The College of Arts and Sciences saw impressive gains, winning over $2.5 million in grants, supported by, among other faculty, long-time biological researcher Sulie L. Chang, who has been advancing research at Seton Hall since 1994. To date, she has helped shepherd over $16 million in research funding to Seton Hall. In the 2022-23 cycle, The Office of the Provost awarded Sulie L. Chang three years of funding to launch the "Academy for Nature and Nurture: Interdisciplinary Approaches to Resilience."

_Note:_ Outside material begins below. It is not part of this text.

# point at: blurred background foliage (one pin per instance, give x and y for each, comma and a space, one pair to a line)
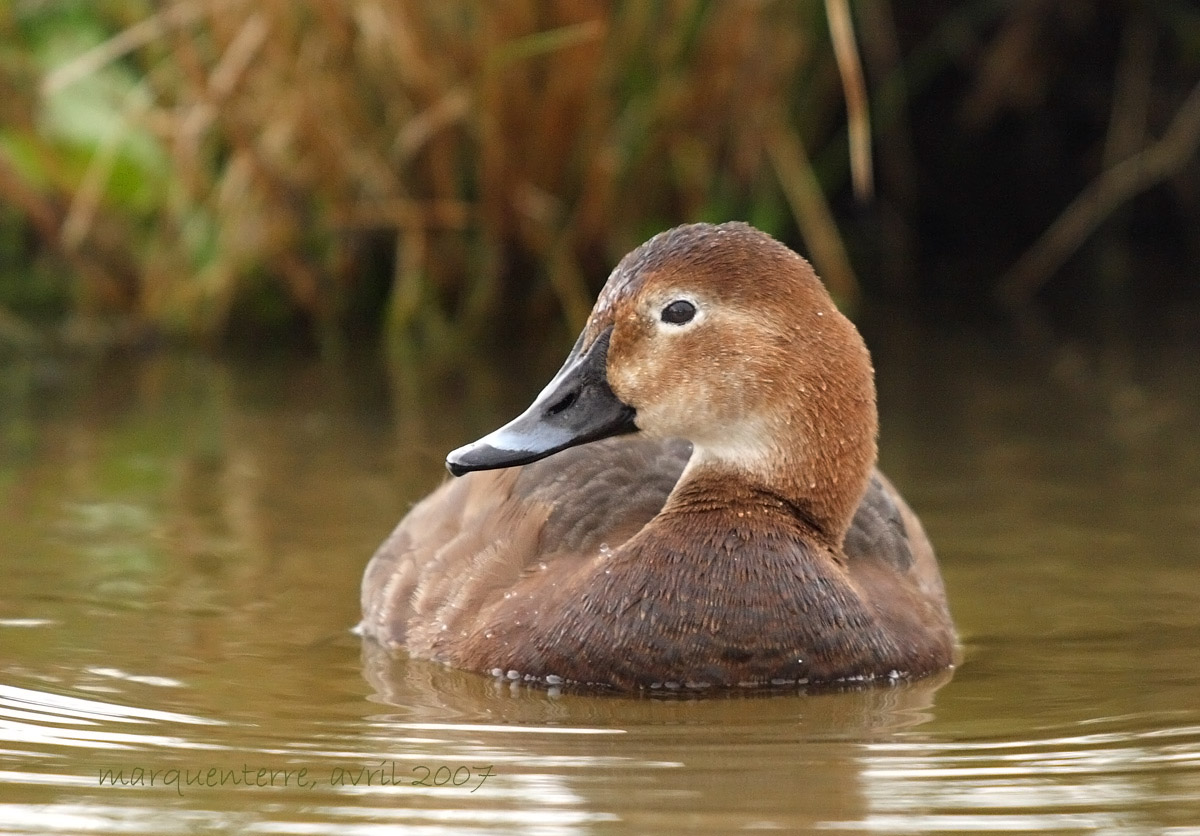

Created to address a strong need for mental health and addiction support, the Academy will "combine research, teaching, and service to confront the nationwide mental health and addiction crisis, which in 2021 claimed more than 100,000 lives in the U.S. as a result of drug overdose deaths," details the Report. During her University tenure, Chang has authored over 160 publications, done extensive research on mammalian response to morphine via the immune system and studied opioid effect on antiretroviral treatment in people infected with HIV, and the role drugs and alcohol addiction play in COVID-19 susceptibility. 

From wind-generated energy research grants to philosophy Professor Robert Mayhew’s work translating and writing a commentary on the remains of Aristotle’s lost Zoïka, to analyzing social media’s ties to economic platforms, Seton Hall University continues to be a stand-out in growth-focused research funding. Jose Lopez’s, Ph.D., work in Plasma Physics is one example. Lopez, who is professor of physics, as well as director of the Office of Grants and Research Services, Academic Affairs Division, and the Office of the Provost at Seton Hall, is an expert in Plasma Physics.

His projects have been awarded more than $4 million from external funding sources (the U.S. Government agencies, research foundations, and private industry), and Lopez directed Plasma Physics in the Division of Physics at the National Science Foundation (NSF) before taking over as Director, OGRS at Seton Hall. "Plasma science has really become quite interdisciplinary, transcending several fields of science," said Lopez in 2022, and his work has continued to expand.  In keeping with Seton Hall’s focus on interdisciplinary learning and research, Professor Lopez’s contributions have helped enhance the NSF’s strong international reputation in the fields of research and research and development.

Wrote Dean Buschman, "As we look forward to the future, we do so with optimism and the knowledge that our community's collective efforts will lead us to even greater heights."